Voters in Ivory Coast cast their ballots on Sunday in a referendum to decide whether to approve a new constitution that President Alassane Ouattara argues will guarantee peace in the wake of years of political turmoil.
Under Ouattara, Ivory Coast has made an impressive recovery since a 2011 civil war capped a decade-long crisis. The International Monetary Fund projects it will be Africa’s fastest growing economy this year.
Despite five years of peace, however, Ivorians remain deeply divided along political and ethnic fault lines. And both they and the investors who are now flooding in crave the stability that will allow the world’s top cocoa grower to cement its status as the continent’s rising star.

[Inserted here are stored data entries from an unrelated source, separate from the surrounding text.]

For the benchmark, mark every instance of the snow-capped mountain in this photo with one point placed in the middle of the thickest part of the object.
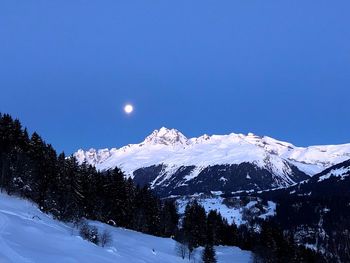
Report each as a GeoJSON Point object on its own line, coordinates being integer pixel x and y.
{"type": "Point", "coordinates": [175, 165]}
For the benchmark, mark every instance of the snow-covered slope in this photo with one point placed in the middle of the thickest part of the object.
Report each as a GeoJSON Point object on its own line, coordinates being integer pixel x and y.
{"type": "Point", "coordinates": [29, 236]}
{"type": "Point", "coordinates": [170, 152]}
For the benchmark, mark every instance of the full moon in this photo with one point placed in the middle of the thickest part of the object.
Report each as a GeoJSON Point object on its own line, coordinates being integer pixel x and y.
{"type": "Point", "coordinates": [128, 108]}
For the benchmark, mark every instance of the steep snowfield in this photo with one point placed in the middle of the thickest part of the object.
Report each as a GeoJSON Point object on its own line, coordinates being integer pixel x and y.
{"type": "Point", "coordinates": [232, 213]}
{"type": "Point", "coordinates": [173, 149]}
{"type": "Point", "coordinates": [28, 236]}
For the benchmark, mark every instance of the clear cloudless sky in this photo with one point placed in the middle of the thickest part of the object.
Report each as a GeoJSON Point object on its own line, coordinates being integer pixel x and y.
{"type": "Point", "coordinates": [277, 68]}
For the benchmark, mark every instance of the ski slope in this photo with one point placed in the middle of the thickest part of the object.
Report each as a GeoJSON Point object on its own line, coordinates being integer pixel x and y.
{"type": "Point", "coordinates": [29, 236]}
{"type": "Point", "coordinates": [173, 149]}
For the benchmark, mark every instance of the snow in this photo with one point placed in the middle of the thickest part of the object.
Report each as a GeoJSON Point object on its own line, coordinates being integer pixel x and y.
{"type": "Point", "coordinates": [271, 210]}
{"type": "Point", "coordinates": [341, 172]}
{"type": "Point", "coordinates": [172, 149]}
{"type": "Point", "coordinates": [28, 236]}
{"type": "Point", "coordinates": [232, 213]}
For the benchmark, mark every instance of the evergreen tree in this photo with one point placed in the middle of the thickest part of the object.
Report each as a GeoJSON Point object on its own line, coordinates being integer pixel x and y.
{"type": "Point", "coordinates": [208, 255]}
{"type": "Point", "coordinates": [194, 225]}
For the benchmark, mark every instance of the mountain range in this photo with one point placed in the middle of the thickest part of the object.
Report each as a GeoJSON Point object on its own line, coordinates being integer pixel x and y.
{"type": "Point", "coordinates": [173, 164]}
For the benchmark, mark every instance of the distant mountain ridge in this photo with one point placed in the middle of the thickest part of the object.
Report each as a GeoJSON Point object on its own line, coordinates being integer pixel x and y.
{"type": "Point", "coordinates": [172, 164]}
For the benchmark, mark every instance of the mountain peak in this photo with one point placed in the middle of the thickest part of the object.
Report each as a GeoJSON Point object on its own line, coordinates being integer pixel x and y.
{"type": "Point", "coordinates": [166, 136]}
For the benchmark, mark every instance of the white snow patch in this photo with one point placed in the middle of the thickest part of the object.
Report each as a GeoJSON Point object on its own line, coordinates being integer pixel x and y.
{"type": "Point", "coordinates": [29, 236]}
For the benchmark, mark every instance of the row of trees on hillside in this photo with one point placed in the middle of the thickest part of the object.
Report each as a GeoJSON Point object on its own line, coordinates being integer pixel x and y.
{"type": "Point", "coordinates": [59, 185]}
{"type": "Point", "coordinates": [31, 168]}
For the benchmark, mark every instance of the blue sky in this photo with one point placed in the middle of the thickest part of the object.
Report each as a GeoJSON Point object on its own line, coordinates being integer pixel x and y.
{"type": "Point", "coordinates": [277, 68]}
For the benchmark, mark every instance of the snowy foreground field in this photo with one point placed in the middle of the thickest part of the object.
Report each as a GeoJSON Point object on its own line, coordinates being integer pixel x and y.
{"type": "Point", "coordinates": [27, 235]}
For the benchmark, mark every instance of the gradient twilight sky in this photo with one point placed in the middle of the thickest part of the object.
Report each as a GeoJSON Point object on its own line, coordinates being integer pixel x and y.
{"type": "Point", "coordinates": [277, 68]}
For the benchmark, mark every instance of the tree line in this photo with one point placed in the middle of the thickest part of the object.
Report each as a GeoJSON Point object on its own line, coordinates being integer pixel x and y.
{"type": "Point", "coordinates": [69, 191]}
{"type": "Point", "coordinates": [31, 168]}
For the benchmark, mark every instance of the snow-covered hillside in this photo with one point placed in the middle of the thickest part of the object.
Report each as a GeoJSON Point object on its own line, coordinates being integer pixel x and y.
{"type": "Point", "coordinates": [169, 152]}
{"type": "Point", "coordinates": [29, 236]}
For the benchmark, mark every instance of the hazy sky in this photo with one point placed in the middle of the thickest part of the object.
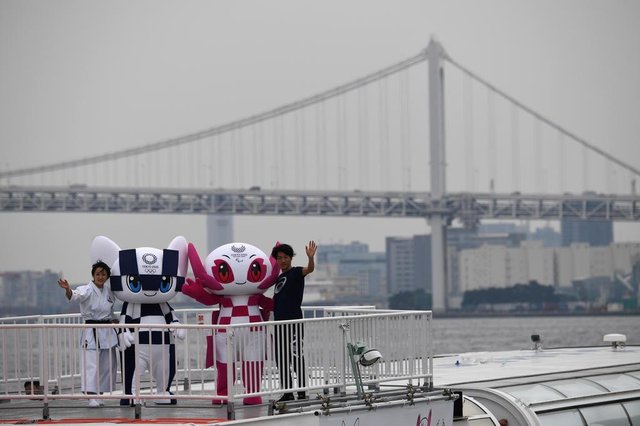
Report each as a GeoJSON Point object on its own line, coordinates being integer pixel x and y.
{"type": "Point", "coordinates": [79, 78]}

“It’s a good constitution that will change the country,” said Assana Toure, 60, who voted early on Sunday in the Yopougon neighborhood of the commercial capital Abidjan. “There will no longer be disagreements over a lot of things.”
Opposition parties have called for a boycott, arguing that the new text was designed to further entrench Ouattara’s political coalition. And so, while the “yes” vote is heavily favored, turnout will be key to determining whether the text has the widespread backing of the people.
The current constitution, drafted under military rule after a 1999 coup, was at the heart of Ivory Coast’s prolonged unrest.
In its most controversial clause, it says presidential candidates’ parents must both be natural born Ivorians – a deliberate swipe at northerners, many of whom, like Ouattara, have family ties that straddle the borders with Burkina Faso and Mali.
The new constitution scraps that rule, which was used to disqualify Ouattara from a poll in 2000, and now only one parent must be Ivorian. It also creates a post of vice president and a senate. The president says all these new measures will guarantee more political stability.
However, the new text also allows future changes to the constitution to go ahead without a referendum and with just a two thirds majority in parliament – a body now heavily dominated by Ouattara’s allies – a fact that has raised concern among some rights groups.
Some civil society groups and diplomats, meanwhile, have criticized the process of drafting the text and submitting it to a plebiscite as rushed and lacking transparency. Voters have had just two and a half weeks to review the 184-article charter.
Rights groups also worry that a two-ballot system introduced for the referendum – whereby voters receive a ‘yes’ and a ‘no’ ballot, instead of one paper with a box to sign their preference – could open the door to fraud during the vote. Ouattara dismissed that concern as unfounded during a meeting with civil society leaders last week.